El doctor, abandonando al paciente en su estupor, se sentó en la mesa, cogió su pluma y escribió: «En 1802 un infame barón normando de nombre Robert Guiscard intentó conquistar la isla pero fue repelido con valiente determinación por varios grupos guerrilleros. El mundo se libró de su oprobiosa presencia gracias a una fiebre que acabó con él en 1805, y la única huella que ha dejado sobre la tierra es el hecho de que Fiskardo se llama así por él, aunque la historia no explica cómo la G se transformó en F. Otro normando llamado Bohemund, que hacía gala de la piedad de nuevo cuño fruto de una reciente cruzada, saqueó la isla con absoluta e inexcusable crueldad. Recuerde el lector que fueron los cruzados y no los musulmanes quienes originalmente saquearon Constantinopla, lo cual debería haber suscitado un escepticismo permanente respecto al valor de las causas nobles. No ha sido así, al parecer, ya que la raza humana es incapaz de aprender nada de la historia.»
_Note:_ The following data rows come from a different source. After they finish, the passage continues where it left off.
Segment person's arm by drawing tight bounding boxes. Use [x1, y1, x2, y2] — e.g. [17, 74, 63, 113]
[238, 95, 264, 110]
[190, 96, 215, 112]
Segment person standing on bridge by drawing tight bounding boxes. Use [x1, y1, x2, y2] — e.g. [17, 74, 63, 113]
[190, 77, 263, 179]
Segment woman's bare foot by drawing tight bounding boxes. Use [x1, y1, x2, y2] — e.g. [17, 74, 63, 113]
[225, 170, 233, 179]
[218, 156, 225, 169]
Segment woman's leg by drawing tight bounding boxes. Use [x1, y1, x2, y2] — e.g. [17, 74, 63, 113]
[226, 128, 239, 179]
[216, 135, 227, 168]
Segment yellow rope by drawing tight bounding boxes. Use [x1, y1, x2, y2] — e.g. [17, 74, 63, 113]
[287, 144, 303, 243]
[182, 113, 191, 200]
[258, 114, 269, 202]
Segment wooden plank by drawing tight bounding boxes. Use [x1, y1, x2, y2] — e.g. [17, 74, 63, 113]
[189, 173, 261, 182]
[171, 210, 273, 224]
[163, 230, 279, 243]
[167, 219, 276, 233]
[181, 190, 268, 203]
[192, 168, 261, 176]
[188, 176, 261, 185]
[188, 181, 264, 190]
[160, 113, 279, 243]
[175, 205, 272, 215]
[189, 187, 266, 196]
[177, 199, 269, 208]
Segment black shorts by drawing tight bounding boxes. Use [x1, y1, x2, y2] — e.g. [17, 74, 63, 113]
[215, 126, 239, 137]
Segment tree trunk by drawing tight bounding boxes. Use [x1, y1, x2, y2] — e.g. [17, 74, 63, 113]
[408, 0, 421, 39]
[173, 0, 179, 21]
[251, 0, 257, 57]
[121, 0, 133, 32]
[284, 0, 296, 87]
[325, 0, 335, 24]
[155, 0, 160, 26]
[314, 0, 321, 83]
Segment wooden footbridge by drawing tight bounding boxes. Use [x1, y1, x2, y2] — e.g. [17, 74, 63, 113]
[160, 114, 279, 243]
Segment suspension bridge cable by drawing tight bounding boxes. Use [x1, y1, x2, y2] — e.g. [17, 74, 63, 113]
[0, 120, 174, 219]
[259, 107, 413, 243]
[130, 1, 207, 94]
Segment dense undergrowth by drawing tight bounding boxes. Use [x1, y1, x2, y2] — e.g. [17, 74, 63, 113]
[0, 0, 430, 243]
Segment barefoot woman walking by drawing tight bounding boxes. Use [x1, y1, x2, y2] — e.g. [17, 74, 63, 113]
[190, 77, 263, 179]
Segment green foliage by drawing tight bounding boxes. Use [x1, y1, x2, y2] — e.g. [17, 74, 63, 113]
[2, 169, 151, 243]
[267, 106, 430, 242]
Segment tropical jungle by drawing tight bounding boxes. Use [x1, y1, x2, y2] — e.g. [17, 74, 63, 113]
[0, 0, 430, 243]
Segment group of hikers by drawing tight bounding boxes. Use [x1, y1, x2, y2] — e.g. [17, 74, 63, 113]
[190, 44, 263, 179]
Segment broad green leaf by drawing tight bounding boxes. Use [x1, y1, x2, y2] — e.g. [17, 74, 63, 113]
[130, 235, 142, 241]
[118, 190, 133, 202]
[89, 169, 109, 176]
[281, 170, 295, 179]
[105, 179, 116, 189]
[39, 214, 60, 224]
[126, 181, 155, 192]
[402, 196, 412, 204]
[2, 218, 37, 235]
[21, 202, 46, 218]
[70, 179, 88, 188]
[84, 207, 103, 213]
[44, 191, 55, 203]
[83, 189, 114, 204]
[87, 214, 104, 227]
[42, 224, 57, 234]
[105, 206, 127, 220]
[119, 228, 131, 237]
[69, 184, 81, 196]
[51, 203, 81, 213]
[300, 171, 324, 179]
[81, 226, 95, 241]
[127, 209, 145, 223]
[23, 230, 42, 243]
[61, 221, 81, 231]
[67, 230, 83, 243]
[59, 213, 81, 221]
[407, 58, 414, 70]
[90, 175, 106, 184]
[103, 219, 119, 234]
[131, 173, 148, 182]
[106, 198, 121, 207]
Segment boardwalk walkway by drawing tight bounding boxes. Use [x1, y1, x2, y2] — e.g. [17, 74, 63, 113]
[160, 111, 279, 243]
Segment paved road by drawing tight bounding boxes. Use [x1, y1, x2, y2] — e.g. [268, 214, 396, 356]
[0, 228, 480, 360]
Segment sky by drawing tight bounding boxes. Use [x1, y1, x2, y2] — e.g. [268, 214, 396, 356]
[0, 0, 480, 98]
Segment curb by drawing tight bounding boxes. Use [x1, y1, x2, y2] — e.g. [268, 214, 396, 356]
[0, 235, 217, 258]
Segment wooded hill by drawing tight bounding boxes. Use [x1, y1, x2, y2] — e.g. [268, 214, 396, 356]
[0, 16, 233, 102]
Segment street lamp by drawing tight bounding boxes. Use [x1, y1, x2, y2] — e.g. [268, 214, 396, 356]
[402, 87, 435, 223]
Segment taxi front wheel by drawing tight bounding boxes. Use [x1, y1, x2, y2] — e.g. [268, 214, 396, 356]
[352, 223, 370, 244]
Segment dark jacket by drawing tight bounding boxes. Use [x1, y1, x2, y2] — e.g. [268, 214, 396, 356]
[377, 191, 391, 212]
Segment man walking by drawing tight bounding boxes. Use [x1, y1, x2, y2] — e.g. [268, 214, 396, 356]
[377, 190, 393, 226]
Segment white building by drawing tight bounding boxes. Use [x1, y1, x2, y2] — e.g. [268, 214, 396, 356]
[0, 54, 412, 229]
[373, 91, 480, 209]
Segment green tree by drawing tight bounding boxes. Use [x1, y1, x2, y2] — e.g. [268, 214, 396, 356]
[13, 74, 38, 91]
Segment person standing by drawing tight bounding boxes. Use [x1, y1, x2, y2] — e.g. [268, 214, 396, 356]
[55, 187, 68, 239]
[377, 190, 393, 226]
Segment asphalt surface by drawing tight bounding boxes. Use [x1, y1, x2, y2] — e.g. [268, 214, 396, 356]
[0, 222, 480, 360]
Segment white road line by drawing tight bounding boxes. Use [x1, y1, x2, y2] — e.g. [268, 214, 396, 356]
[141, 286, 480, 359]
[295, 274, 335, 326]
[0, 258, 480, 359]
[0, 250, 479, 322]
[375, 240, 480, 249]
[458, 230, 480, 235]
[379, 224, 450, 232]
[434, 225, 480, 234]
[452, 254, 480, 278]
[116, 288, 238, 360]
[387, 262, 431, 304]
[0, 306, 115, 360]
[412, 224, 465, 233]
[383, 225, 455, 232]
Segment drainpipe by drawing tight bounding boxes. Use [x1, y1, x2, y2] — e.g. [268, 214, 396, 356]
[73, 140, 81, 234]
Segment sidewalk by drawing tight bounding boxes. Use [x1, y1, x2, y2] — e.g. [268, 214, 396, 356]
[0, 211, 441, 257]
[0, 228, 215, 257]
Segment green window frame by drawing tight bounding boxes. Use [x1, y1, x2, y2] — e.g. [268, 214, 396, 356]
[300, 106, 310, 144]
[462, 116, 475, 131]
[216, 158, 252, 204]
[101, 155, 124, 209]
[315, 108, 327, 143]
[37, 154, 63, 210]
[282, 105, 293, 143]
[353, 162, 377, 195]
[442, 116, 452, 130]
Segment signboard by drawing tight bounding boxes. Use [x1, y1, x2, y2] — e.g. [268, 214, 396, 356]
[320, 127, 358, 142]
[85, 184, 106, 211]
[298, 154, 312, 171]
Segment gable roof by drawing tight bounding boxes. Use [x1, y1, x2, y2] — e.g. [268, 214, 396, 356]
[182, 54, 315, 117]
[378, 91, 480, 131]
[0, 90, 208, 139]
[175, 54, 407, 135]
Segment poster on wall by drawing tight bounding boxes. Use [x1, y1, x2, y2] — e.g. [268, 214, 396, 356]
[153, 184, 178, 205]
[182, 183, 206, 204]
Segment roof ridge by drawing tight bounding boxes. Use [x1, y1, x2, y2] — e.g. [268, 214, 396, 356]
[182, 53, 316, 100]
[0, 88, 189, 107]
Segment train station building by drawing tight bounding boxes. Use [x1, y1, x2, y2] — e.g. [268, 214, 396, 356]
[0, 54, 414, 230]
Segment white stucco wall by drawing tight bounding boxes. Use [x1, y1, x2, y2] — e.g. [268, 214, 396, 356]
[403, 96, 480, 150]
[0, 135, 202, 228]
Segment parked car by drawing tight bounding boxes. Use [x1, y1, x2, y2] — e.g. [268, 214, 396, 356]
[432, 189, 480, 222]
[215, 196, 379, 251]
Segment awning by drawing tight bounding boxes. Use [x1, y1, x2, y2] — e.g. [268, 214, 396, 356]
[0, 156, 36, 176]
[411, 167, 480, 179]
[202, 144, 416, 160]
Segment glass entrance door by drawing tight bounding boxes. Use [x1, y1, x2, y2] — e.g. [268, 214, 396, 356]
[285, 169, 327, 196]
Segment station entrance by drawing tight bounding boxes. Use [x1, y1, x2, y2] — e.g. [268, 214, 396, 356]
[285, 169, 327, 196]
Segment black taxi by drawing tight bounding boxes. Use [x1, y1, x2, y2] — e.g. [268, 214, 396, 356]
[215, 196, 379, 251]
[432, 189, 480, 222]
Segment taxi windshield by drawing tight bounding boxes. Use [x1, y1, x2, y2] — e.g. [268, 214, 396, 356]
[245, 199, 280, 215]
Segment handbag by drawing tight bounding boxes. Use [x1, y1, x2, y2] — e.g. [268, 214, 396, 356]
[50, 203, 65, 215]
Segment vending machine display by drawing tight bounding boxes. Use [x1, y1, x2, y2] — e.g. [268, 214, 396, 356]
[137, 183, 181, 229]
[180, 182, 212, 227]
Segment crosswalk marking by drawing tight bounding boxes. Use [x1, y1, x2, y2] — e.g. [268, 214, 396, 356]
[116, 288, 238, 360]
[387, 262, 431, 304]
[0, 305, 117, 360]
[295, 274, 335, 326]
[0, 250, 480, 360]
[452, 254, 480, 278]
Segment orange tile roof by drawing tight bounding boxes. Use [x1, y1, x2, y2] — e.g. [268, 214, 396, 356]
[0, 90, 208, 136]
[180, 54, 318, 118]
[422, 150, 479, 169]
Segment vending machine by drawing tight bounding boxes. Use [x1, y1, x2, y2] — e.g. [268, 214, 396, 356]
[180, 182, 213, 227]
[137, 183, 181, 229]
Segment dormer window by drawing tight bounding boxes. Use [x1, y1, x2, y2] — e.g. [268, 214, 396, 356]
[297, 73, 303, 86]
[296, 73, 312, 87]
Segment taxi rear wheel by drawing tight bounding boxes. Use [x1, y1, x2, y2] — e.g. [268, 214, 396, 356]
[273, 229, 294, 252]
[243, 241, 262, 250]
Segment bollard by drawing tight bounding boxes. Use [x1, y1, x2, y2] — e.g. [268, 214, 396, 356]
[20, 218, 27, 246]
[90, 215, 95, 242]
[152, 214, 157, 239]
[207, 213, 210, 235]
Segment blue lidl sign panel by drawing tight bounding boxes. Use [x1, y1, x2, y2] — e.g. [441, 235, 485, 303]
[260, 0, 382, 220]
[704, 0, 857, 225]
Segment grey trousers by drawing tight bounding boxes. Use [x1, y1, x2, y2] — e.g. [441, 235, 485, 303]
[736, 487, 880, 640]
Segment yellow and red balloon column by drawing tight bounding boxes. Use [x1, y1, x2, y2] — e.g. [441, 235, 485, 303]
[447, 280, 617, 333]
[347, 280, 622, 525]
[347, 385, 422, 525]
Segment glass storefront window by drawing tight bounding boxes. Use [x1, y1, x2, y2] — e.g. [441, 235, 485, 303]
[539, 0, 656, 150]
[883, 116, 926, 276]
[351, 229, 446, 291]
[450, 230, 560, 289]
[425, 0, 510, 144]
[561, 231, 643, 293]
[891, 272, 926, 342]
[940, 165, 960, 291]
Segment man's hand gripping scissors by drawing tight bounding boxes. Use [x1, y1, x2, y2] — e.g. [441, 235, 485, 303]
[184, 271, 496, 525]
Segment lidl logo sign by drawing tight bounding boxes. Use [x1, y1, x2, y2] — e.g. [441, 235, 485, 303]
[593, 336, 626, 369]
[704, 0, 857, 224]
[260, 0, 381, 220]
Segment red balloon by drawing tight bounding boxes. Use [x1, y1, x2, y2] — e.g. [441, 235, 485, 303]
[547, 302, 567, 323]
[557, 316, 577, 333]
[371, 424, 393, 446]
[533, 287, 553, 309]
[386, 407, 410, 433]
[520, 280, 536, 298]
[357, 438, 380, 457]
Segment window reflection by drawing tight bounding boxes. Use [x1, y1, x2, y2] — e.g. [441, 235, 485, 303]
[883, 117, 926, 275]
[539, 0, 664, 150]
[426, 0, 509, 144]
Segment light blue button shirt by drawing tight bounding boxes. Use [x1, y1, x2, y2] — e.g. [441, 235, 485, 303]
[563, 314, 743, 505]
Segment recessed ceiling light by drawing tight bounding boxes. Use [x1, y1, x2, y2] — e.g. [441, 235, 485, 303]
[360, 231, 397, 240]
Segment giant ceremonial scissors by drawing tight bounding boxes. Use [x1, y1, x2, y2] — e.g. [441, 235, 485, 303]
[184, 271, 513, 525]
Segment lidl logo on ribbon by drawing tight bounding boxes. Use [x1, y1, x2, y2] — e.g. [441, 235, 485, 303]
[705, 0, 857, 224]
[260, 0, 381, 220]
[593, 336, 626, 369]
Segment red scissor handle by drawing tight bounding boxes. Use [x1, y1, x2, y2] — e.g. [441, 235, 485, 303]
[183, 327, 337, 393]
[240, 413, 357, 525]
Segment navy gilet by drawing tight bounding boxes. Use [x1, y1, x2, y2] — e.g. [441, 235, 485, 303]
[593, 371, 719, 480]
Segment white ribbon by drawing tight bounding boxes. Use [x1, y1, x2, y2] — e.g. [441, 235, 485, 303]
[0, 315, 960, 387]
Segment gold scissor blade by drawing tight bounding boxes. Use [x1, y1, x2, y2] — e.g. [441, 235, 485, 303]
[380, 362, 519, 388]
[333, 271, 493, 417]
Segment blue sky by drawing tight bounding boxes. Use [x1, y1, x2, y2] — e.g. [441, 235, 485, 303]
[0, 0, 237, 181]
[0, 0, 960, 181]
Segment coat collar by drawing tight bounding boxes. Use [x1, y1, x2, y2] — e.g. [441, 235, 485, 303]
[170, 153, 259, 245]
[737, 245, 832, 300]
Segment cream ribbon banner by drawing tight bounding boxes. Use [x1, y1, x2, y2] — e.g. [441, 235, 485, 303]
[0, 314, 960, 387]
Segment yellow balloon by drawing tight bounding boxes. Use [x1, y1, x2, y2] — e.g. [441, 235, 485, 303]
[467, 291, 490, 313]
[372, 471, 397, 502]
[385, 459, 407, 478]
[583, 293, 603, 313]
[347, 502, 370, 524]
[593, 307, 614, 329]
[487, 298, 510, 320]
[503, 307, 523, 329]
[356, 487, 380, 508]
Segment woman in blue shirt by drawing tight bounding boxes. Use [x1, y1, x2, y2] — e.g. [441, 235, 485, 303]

Se retrepó en su silla, se torneó el bigote y luego encendió la pipa. Al ver pasar a Lemoni por la ventana la hizo entrar. La chiquilla escuchó con atónita seriedad cómo el doctor le pedía que fuese en busca de la mujer del cura. Le dio unas palmaditas en la cabeza, la llamó «pequeña koritsimou» y sonrió al verla alejarse saltando y brincando por la calle. Pelagia había sido igual de encantadora a esa edad, y eso le puso nostálgico. Sintió aflorar una lágrima, pero se contuvo sin dilación escribiendo una nueva frase poniendo verdes a los normandos. Se reclinó de nuevo y fue interrumpido por la entrada de Stamatis, que venía con el sombrero en la mano y sobando el ala.
– Kalispera, Kyrie Stamatis -dijo el doctor-, ¿qué se le ofrece?
Stamatis arrastró un poco los pies mirando con preocupación al amasijo de cura tendido en el suelo y dijo:
– ¿Se acuerda del… de esa cosa que tenía en el oído?
– ¿El papilionáceo y exorbitante impedimento auditorio?
– Eso mismo, iatre. Bueno, lo que quisiera saber es… verá, ¿podría metérmelo usted otra vez?
– ¿Metérselo, dice?
– Es por mi mujer, sabe.
– Ya -dijo el doctor, lanzando una maloliente nube de humo de pipa-. Bueno, en realidad no sé de qué me habla. Explíquese.